Quindi Amendola in realtà doveva fare Red, il tifoso buono diviso tra la Roma e l’amore per Giuppy Izzo?

«Sì, fu Simona a convincere Claudio, parlandogli del percorso etico e morale, del fascino del personaggio e – non ultimo – della carica erotica del cattivo. Alla fine si convinse».

Un’altra scelta perfetta per il tono del film fu affidare la colonna sonora a Antonello Venditti, che in realtà al cinema aveva fatto poco, solo Troppo forte con Verdone, poteva essere un azzardo…

«Mi avvicinai a Antonello con molta cautela, sapendo che andavo a mettermi con un punto di riferimento della Roma, l’uomo che aveva scritto due inni (Roma Roma Roma e Grazie Roma, nda) quindi non solo con un semplice musicista. Mi chiese di vedere il film, che poi ci avrebbe pensato. A quel punto avevo già il montaggio completo, quindi glielo proiettai. Lui lo vide, si commosse e mi disse una frase che non ho mai dimenticato: “Sei riuscito a entrare dentro i giubbotti di quei ragazzi…”».

Una delle prime cose che appare sui titoli di testa è la dedica a suo padre Ugo: “padre, maestro, amico”, come lo definisce nella scritta.

«Papà se ne andò durante il montaggio di Ultrà (Ugo Tognazzi morì il 27 ottobre 1990, nda). Gli era molto piaciuto Piccoli equivoci e pochi giorni prima della morte mi chiese quando gli avrei fatto vedere il film. Gli dissi che potevo farglielo vedere anche subito, ma che se aspettava un paio di settimane glielo avrei proiettato finito, anche con le musiche inserite. E invece poi quella mattina arrivò quella telefonata e non potè vederlo. Padre, maestro, amico. Non saprei davvero in quale ordine mettere quelle tre parole».
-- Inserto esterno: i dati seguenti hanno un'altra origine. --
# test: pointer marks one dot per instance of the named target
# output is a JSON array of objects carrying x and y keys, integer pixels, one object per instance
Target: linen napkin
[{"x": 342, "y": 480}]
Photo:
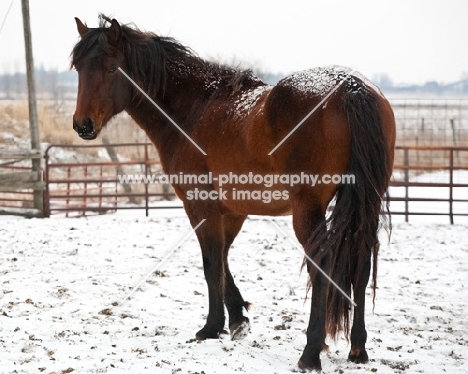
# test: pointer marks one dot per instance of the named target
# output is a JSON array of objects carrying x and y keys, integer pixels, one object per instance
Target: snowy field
[{"x": 60, "y": 277}]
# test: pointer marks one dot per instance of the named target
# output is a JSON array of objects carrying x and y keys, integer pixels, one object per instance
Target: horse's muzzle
[{"x": 86, "y": 130}]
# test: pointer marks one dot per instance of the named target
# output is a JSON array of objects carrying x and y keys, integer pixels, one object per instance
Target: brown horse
[{"x": 233, "y": 124}]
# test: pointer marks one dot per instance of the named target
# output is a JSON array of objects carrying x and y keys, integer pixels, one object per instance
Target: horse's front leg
[{"x": 211, "y": 238}]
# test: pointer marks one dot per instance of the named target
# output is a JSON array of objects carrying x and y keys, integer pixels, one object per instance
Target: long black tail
[{"x": 350, "y": 234}]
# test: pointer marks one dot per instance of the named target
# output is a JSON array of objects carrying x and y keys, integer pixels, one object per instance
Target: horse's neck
[{"x": 186, "y": 94}]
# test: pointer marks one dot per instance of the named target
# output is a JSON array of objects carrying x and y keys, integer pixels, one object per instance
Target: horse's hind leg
[
  {"x": 238, "y": 323},
  {"x": 305, "y": 221},
  {"x": 358, "y": 352}
]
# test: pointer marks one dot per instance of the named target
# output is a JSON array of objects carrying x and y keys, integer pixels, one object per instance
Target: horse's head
[{"x": 103, "y": 91}]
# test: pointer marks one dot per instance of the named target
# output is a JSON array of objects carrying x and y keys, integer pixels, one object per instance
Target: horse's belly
[{"x": 251, "y": 201}]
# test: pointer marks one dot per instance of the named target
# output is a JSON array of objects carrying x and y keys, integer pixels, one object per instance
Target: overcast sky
[{"x": 412, "y": 41}]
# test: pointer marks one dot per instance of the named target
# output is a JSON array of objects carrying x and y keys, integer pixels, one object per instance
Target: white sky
[{"x": 413, "y": 41}]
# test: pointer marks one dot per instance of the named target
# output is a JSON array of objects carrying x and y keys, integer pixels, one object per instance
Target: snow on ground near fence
[{"x": 59, "y": 278}]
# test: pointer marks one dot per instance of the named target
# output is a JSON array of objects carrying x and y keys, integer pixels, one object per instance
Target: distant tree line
[{"x": 61, "y": 85}]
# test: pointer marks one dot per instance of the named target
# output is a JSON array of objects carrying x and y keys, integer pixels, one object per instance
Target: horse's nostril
[
  {"x": 86, "y": 128},
  {"x": 75, "y": 126}
]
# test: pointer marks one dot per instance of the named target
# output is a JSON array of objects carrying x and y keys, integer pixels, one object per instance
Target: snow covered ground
[{"x": 60, "y": 277}]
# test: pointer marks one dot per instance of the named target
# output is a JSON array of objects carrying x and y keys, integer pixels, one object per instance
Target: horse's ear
[
  {"x": 82, "y": 28},
  {"x": 115, "y": 32}
]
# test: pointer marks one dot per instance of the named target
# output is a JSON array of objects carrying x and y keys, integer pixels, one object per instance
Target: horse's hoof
[
  {"x": 206, "y": 333},
  {"x": 358, "y": 356},
  {"x": 302, "y": 367},
  {"x": 240, "y": 330}
]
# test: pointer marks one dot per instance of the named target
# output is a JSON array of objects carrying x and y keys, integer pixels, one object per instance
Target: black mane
[{"x": 151, "y": 57}]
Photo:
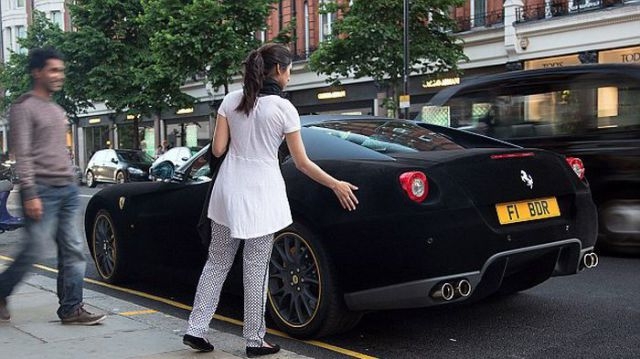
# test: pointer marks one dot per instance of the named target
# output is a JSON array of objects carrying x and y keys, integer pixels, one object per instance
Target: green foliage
[
  {"x": 112, "y": 44},
  {"x": 205, "y": 37},
  {"x": 367, "y": 41}
]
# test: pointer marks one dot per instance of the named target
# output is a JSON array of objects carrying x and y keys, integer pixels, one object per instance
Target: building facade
[{"x": 498, "y": 36}]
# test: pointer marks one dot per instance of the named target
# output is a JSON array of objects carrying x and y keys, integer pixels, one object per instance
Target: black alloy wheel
[
  {"x": 303, "y": 297},
  {"x": 107, "y": 250},
  {"x": 120, "y": 178},
  {"x": 91, "y": 181}
]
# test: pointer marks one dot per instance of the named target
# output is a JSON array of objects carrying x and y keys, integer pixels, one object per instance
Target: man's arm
[{"x": 21, "y": 137}]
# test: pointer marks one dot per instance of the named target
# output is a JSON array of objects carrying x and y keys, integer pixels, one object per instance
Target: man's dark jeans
[{"x": 59, "y": 223}]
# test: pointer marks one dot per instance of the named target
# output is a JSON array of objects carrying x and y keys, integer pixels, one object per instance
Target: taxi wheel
[
  {"x": 91, "y": 181},
  {"x": 304, "y": 300},
  {"x": 107, "y": 249}
]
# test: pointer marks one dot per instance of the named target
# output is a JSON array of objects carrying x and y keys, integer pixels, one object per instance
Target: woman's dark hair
[
  {"x": 259, "y": 65},
  {"x": 38, "y": 57}
]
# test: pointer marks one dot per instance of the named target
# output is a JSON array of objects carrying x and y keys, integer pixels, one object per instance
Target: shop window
[
  {"x": 56, "y": 18},
  {"x": 326, "y": 21}
]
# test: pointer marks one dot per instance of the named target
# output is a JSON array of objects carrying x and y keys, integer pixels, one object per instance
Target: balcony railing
[
  {"x": 561, "y": 8},
  {"x": 487, "y": 19}
]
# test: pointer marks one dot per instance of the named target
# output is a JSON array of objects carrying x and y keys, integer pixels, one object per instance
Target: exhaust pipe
[
  {"x": 463, "y": 288},
  {"x": 590, "y": 260},
  {"x": 445, "y": 292}
]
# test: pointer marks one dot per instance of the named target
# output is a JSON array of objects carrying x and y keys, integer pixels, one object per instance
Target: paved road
[{"x": 595, "y": 314}]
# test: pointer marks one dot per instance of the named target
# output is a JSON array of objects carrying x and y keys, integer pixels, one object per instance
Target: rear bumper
[{"x": 418, "y": 293}]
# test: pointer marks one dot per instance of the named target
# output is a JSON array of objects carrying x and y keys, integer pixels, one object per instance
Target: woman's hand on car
[{"x": 344, "y": 192}]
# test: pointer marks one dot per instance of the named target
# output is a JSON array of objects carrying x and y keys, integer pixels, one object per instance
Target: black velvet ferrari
[{"x": 445, "y": 216}]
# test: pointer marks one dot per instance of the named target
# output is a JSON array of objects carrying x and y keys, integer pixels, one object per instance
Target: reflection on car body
[{"x": 427, "y": 230}]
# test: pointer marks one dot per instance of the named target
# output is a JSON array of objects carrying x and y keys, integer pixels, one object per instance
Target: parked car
[
  {"x": 176, "y": 156},
  {"x": 117, "y": 166},
  {"x": 445, "y": 216},
  {"x": 590, "y": 111}
]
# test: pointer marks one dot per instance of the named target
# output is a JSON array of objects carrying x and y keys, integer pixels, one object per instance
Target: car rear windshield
[
  {"x": 134, "y": 156},
  {"x": 388, "y": 136}
]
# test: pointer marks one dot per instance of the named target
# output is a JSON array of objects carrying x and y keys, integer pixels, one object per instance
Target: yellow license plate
[{"x": 529, "y": 210}]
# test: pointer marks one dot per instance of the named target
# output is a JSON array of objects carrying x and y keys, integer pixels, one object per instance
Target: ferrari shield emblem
[{"x": 526, "y": 178}]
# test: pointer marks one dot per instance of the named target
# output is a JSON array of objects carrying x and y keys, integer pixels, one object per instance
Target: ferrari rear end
[{"x": 469, "y": 223}]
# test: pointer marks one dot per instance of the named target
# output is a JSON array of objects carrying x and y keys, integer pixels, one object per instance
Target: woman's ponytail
[
  {"x": 253, "y": 78},
  {"x": 260, "y": 64}
]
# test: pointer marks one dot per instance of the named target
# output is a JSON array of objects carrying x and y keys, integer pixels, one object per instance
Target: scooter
[{"x": 7, "y": 221}]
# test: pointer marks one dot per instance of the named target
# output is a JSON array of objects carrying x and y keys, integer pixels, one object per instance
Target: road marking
[
  {"x": 138, "y": 312},
  {"x": 172, "y": 303}
]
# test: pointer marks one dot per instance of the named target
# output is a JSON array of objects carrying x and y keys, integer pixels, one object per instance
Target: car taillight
[
  {"x": 577, "y": 166},
  {"x": 415, "y": 184}
]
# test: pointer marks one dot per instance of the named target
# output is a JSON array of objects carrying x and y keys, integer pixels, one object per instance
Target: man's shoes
[
  {"x": 199, "y": 344},
  {"x": 4, "y": 312},
  {"x": 253, "y": 352},
  {"x": 82, "y": 317}
]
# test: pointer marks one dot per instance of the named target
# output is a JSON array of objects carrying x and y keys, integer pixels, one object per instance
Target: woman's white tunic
[{"x": 249, "y": 194}]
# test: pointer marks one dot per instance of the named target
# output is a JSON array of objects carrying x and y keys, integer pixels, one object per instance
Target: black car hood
[{"x": 137, "y": 189}]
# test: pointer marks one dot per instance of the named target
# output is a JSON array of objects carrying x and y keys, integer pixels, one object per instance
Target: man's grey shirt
[{"x": 38, "y": 135}]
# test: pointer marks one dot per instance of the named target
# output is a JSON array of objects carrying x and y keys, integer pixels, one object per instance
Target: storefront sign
[
  {"x": 405, "y": 101},
  {"x": 629, "y": 55},
  {"x": 559, "y": 61},
  {"x": 332, "y": 94},
  {"x": 441, "y": 82},
  {"x": 184, "y": 111}
]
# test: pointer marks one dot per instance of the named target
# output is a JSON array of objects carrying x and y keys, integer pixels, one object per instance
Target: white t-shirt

Quello del 1991 era un altro calcio, molto distante da oggi, la Roma era quella di Desideri, Rizzitelli, Nela, Giannini, c’erano ancora solo tre stranieri, un’altra epoca.

«Di fatto lo era, perché non c’erano Sky o Mediaset e se volevi vederti una partita dovevi andare fisicamente allo stadio, non potevi stare a casa sul divano. Ero un modo diverso di vivere il tifo, c’era un bisogno incredibile di entrare in quei colori, di tifare, di fare parte. E c’era un investimento emotivo molto forte per il tifoso».
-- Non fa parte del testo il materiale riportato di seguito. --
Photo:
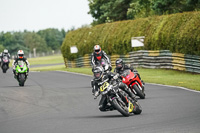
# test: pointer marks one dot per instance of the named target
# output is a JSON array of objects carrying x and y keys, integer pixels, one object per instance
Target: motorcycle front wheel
[
  {"x": 121, "y": 107},
  {"x": 22, "y": 79},
  {"x": 139, "y": 92}
]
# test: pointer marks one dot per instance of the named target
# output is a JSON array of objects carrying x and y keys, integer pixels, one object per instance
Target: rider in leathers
[
  {"x": 4, "y": 53},
  {"x": 97, "y": 55},
  {"x": 99, "y": 77}
]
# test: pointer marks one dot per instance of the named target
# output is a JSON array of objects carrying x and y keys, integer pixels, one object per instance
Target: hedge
[{"x": 179, "y": 33}]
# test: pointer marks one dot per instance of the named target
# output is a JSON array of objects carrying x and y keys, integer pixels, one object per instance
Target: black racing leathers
[
  {"x": 96, "y": 58},
  {"x": 103, "y": 102}
]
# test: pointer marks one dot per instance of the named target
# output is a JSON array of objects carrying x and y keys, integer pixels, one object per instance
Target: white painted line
[
  {"x": 183, "y": 88},
  {"x": 75, "y": 73}
]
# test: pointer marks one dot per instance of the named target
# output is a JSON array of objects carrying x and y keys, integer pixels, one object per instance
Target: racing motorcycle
[
  {"x": 5, "y": 64},
  {"x": 133, "y": 82},
  {"x": 119, "y": 99},
  {"x": 106, "y": 67},
  {"x": 21, "y": 72}
]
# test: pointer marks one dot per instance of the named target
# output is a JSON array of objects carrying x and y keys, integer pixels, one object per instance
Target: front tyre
[
  {"x": 121, "y": 107},
  {"x": 22, "y": 79},
  {"x": 4, "y": 68},
  {"x": 139, "y": 92},
  {"x": 137, "y": 108}
]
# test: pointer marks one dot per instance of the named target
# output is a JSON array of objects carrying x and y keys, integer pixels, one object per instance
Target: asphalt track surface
[{"x": 60, "y": 102}]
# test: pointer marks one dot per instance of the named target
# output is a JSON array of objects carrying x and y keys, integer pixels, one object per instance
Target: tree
[
  {"x": 53, "y": 37},
  {"x": 33, "y": 40},
  {"x": 108, "y": 11},
  {"x": 139, "y": 9}
]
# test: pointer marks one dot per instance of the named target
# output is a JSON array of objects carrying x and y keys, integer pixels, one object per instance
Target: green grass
[
  {"x": 54, "y": 59},
  {"x": 159, "y": 76}
]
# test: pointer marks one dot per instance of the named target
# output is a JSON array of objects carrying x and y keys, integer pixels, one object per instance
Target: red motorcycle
[{"x": 133, "y": 81}]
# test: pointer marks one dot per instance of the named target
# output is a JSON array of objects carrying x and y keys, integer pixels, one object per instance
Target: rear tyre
[
  {"x": 139, "y": 92},
  {"x": 120, "y": 107},
  {"x": 137, "y": 109}
]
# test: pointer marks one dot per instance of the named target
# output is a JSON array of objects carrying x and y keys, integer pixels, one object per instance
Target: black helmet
[
  {"x": 98, "y": 72},
  {"x": 119, "y": 63}
]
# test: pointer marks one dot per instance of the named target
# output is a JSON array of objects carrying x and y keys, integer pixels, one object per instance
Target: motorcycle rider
[
  {"x": 4, "y": 53},
  {"x": 100, "y": 77},
  {"x": 97, "y": 55},
  {"x": 121, "y": 67},
  {"x": 20, "y": 57}
]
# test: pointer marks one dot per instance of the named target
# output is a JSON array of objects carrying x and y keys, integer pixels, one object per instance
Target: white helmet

Finito il montaggio, Ultrà venne selezionato per il Festival di Berlino nel 1991, dove vinse l’Orso d’argento per la regia, ex aequo addirittura con Il silenzio degli innocenti di Jonathan Demme. Cosa ricorda di quei giorni?

«Ricordo Ricky Memphis che durante un’intervista al Tg2 disse: “Come se sta a Berlino? Che ne so, a me me pare de aver accompagnato qui qualcun altro”. Fu una grande emozione, e poi essere premiato assieme a un regista come Demme – che avrebbe anche vinto cinque Oscar con quel film – fu un’esperienza incredibile. Oggi, quando faccio vedere il mio orsetto d’argento a qualcuno, dico sempre che dall’altra parte del mondo Demme ne ha uno uguale e sta cercando di spiegare chi è l’altro regista che lo ha vinto…».